Mis en cause dans un livre, Bernard Squarcini porte plainte

Bernard Squarcini, le 17 janvier 2012 à Paris.
Bernard Squarcini, le 17 janvier 2012 à Paris. (MARTIN BUREAU / AFP)

Dans un livre paru jeudi, le patron du Renseignement intérieur français est accusé d'être "instrumentalisé" par l'Elysée et d'avoir créé un groupe "d'opérations spéciales" au sein de la DCRI.

Après avoir démenti, Bernard Squarcini passe à la vitesse superieure. Le patron du Renseignement intérieur, accusé dans un livre paru jeudi 19 janvier d'être "instrumentalisé" par l'Elysée, va porter plainte pour diffamation. Le communiqué de son avocat, qui annonce ces poursuites, vise également le site Mediapart. FTVi fait l'état des forces en présence.

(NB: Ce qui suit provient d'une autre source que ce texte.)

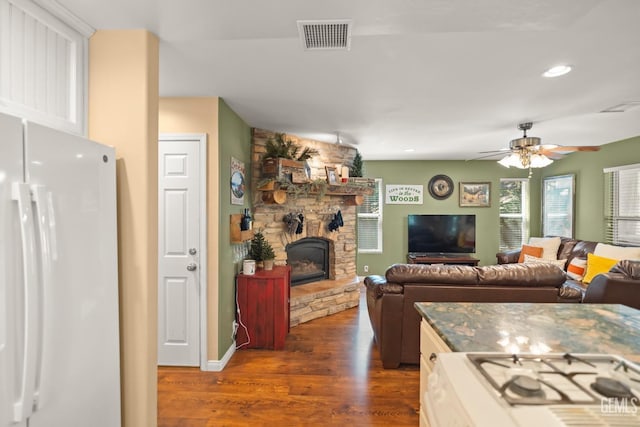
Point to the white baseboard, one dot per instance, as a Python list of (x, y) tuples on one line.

Pour les auteurs, un homme de pouvoir aux ordres du Président 

Dans L'espion du président (Editions Robert Laffont), les journalistes Olivia Recasens, Didier Hassoux et Christophe Labbé dressent un portrait au vitriol du numéro un de la Direction centrale du renseignement intérieur (DCRI). Ils lui reprochent d'être aux ordres de Nicolas Sarkozy, et d'avoir créé à la DCRI un groupe "d'opérations spéciales" capable de "rentrer n'importe où".

Les auteurs expliquent que Squarcini, mis en examen en octobre dans l'affaire des "fadettes", avait été appelé par Nicolas Sarkozy lors de la campagne présidentielle de 2007 pour "déminer les pièges et les affaires", tel le scandale Clearstream. En guise de récompense, le Président l'a installé en 2008 à la tête de la DCRI, un super service de renseignement intérieur.

Bernard Squarcini aurait alors transformé ce service en un "outil dévoyé pour servir un camp et des intérêts". Pour appuyer leur thèse, les auteurs citent des anecdotes et des témoignages. Ils évoquent également l'existence, au sein de la DCRI, d'un groupe "d'opérations spéciales" placé sous la responsabilité de Squarcini. Pour cette mystérieuse "sous-division R", "tout est permis à condition de ne pas se faire piquer" : "[...] ouvertures indolores de portes, sonorisation d'appartements" ou encore "pose de balises sous les voitures".

Squarcini évoque une "insulte pour les fonctionnaires de la DCRI" 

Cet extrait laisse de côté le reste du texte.